Meanwhile, I've fallen completely in love with Cheers. Just over a week later and I'm almost done the third season. It's everything I wanted from Mary Tyler Moore, and everything I want from a sitcom in general. And on top of that, it's just so hilarious. It gives me these big belly laughs I rarely get from TV shows. At first I was dreading having to slog through all eleven seasons, but now I kinda wish it wouldn't end.
Friday, 28 October 2011
So I put Mary Tyler Moore on hold a couple of weeks ago, not intentionally, but more gradually due to increasing boredom with the show. Not that it’s gotten bad or anything, but I’m feeling my relationship with it becoming a bit more tenuous. Season 4 I feel was the absolute pinnacle of the show, a truly wonderful set of episodes with every major character in the show making appearances, and always being used properly. Now, at the start of season 6, both Rhoda and Phyllis are gone, and the show is suffering without them. I started missing Rhoda a season ago, and it’s only gotten worse since then. She really was a perfect foil for Mary, and their chemistry together was truly wonderful to watch. They sparkled onscreen, and made you believe that they really were best friends. When the show tried to fill Rhoda’s place with Georgette, I had mixed feelings. I do love Georgette, and I was excited to see her in a more recurring role, but as a best friend, she doesn’t work. Her best scenes tended to center on her interactions with Rhoda, her the naive optimist and Rhoda the world-weary cynic. Without Rhoda, Mary and Georgette are just a pair of well-meaning, nice people, and their interactions tend to devolve more into “Georgette says something silly, Mary gives a reaction shot” in order to keep them funny. Season 4’s other new character, Sue Ann, worked in small doses as a wacky side character. The show’s attempts to broaden her and guide her into being Mary’s friend over the past two seasons seemed to be out of obligation more than anything else. With Mary’s home life less interesting than before, the show has shifted even more of its action to the workplace, and the storylines there are starting to show their age. Mary’s coworkers (especially Ted) are becoming even more exaggerated, and it’s becoming more and more difficult to give the show my full attention. It’s nowhere near bad, of course, but the magic I felt back in seasons 3 and 4 is gone, and the show’s more of a chore to watch now than anything else. I took a similar break at the start of season 2, when the show wasn’t picking up from its season 1 malaise as fast as I was hoping it would. Hopefully I can come back to it with fresher eyes and enjoy the last two seasons. I’m obviously not gonna drop it entirely so close to the end.

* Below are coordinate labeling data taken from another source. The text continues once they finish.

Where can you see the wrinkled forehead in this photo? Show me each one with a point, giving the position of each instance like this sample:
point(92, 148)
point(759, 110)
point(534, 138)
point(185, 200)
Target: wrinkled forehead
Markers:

But I’ve been needing something more exciting to watch recently.
Friday, 16 September 2011
Thursday, 8 September 2011
Late season 4 now and Mary Tyler Moore has become the wonderful show I hoped it would. All the stories are now character-driven and the show has started exploring the relationships between the characters in a serious, mature way. Each character gets a fair portrayal, even Ted and, increasingly, Georgette. And my god is it funny. "Better Late... That's a Pun... Than Never," the episode I just watched, began with a long scene of Mary and Rhoda making each other giggle, then turned into a straight drama halfway through and in the end actually resolved the "Mary gets fired" plotline in a believable way. And that wasn't even my favourite episode so far this season. "Happy Birthday, Lou!" was perfect from start to finish, and the rest of the season isn't far behind. I didn't see it in season 1, but now I understand why the show has become such a tentpole for quality sitcoms. I can see its fingerprints everywhere.
Friday, 29 July 2011
A bit into season 2 and Mary Tyler Moore is really figuring out what it wants to do. Most first season episodes had a really irritating formula where Mary would meet some man, the plot would strain itself to focus on him, and the show would find some reason to make him undesirable. Now Mary's beginning to be less receptive to the notion of finding a man, any man, and the plots are really being positively affected by that. More storylines are set in the office, and, while still completely episodic, the show has started bringing back guest stars in surprising ways. I'm excited for where it'll go!!